The $9.7Billion West Coast Demerara Road Improvement Project was yesterday commissioned at the De Willem Tarmac West Coast Demerara. The project was funded by the Caribbean Development Bank (CDB) and the Government of Guyana.

Delivering the feature address was the Minister of Public Infrastructure, David Patterson who noted that the project is evidence of the government’s pledge to the development of Guyana’s public infrastructure.

“Today’s commissioning reiterates government’s commitment to continue infrastructural development across Guyana at a standard that aims to drive focus beyond routine rehabilitation of roadworks. This project is, therefore, monumental and it encapsulates the inclusion of several features that are geared towards advancing safety and the efficiency of the roadway.”
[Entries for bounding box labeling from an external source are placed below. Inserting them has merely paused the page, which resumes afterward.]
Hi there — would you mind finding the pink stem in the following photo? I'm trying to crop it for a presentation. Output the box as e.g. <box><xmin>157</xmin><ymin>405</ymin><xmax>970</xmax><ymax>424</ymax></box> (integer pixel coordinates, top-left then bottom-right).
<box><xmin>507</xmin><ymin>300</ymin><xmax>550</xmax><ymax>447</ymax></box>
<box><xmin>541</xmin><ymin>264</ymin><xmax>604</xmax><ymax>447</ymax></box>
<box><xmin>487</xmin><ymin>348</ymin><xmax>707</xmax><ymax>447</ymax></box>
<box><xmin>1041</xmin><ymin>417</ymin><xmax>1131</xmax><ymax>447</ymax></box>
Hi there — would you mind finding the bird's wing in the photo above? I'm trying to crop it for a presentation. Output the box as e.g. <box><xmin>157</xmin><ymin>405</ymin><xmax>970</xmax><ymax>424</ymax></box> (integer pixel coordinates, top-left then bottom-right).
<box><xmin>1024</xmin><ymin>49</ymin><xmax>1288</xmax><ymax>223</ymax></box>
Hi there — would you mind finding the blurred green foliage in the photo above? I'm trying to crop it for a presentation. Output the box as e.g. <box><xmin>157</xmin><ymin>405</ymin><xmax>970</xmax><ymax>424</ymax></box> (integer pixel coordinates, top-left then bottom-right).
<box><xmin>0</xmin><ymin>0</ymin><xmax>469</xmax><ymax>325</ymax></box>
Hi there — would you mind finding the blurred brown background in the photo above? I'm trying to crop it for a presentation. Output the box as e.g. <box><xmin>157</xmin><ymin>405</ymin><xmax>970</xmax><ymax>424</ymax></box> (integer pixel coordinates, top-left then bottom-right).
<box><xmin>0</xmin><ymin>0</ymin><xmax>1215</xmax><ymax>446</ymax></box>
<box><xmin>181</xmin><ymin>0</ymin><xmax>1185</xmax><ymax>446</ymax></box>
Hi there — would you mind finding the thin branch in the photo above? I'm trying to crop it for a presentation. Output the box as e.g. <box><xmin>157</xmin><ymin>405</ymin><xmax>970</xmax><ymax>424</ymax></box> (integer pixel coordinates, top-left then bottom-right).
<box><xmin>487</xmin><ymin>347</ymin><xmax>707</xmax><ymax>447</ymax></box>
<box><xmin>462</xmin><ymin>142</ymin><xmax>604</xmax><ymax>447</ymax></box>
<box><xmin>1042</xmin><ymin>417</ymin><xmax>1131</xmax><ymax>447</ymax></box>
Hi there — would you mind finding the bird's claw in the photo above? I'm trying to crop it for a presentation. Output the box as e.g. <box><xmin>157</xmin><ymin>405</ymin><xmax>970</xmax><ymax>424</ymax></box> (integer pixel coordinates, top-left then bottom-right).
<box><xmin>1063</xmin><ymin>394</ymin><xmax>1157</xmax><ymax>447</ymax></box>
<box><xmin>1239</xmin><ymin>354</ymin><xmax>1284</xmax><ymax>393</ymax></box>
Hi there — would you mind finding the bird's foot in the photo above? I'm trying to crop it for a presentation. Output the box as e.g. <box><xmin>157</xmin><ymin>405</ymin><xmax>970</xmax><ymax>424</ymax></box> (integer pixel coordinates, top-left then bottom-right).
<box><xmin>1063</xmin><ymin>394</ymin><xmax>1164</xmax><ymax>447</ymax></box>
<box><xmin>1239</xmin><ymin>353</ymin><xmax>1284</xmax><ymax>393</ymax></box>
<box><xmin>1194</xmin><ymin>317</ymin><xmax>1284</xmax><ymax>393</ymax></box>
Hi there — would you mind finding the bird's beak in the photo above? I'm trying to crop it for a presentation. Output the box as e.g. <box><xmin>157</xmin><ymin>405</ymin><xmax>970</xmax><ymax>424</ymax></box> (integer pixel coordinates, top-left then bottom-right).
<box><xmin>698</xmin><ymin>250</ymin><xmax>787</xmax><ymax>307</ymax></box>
The features along the 30.7 km rehabilitated West Coast road include upgraded bridges and culverts, new ‘shared-use’ lanes for cyclists and pedestrians at key junctions, the installation of high visibility traffic signs and road markers, the installation of pedestrian footpath bridges, the construction of concrete drains at critical locations and the construction of parking lanes along identified sections of the road.

Minister of State, Joseph Harmon acknowledged that construction plays a key role in the socio-economic development of any country and it is only through construction that vital infrastructure like roads, bridges and airports are put in place.

“Great importance must be given to construction and infrastructure… the government recognises public infrastructure as a key element in our development in linking communities,” Minister Harmon said.

The project forms part of the Government’s ongoing programme to modernise its road infrastructure and the institutional framework supporting its management. This is expected to result in a number of direct and indirect positive social impacts in the West Coast and the country as a whole.

These include the reduction in risk of serious injury or death particularly to students walking and riding to and from school; adoption of better road safety uses; and the enhancement of the project area for business and housing.

The road improvement project was officially launched on March 20, 2014, at the Pegasus Hotel, and was scheduled to be executed over a period of five years. It now benefits approximately 100,000 persons from the Vreed-en-Hoop to Hydronie, inclusive of students from over 30 schools.

Works were done via a joint venture between BK International and Surrey Aggregates from Jamaica.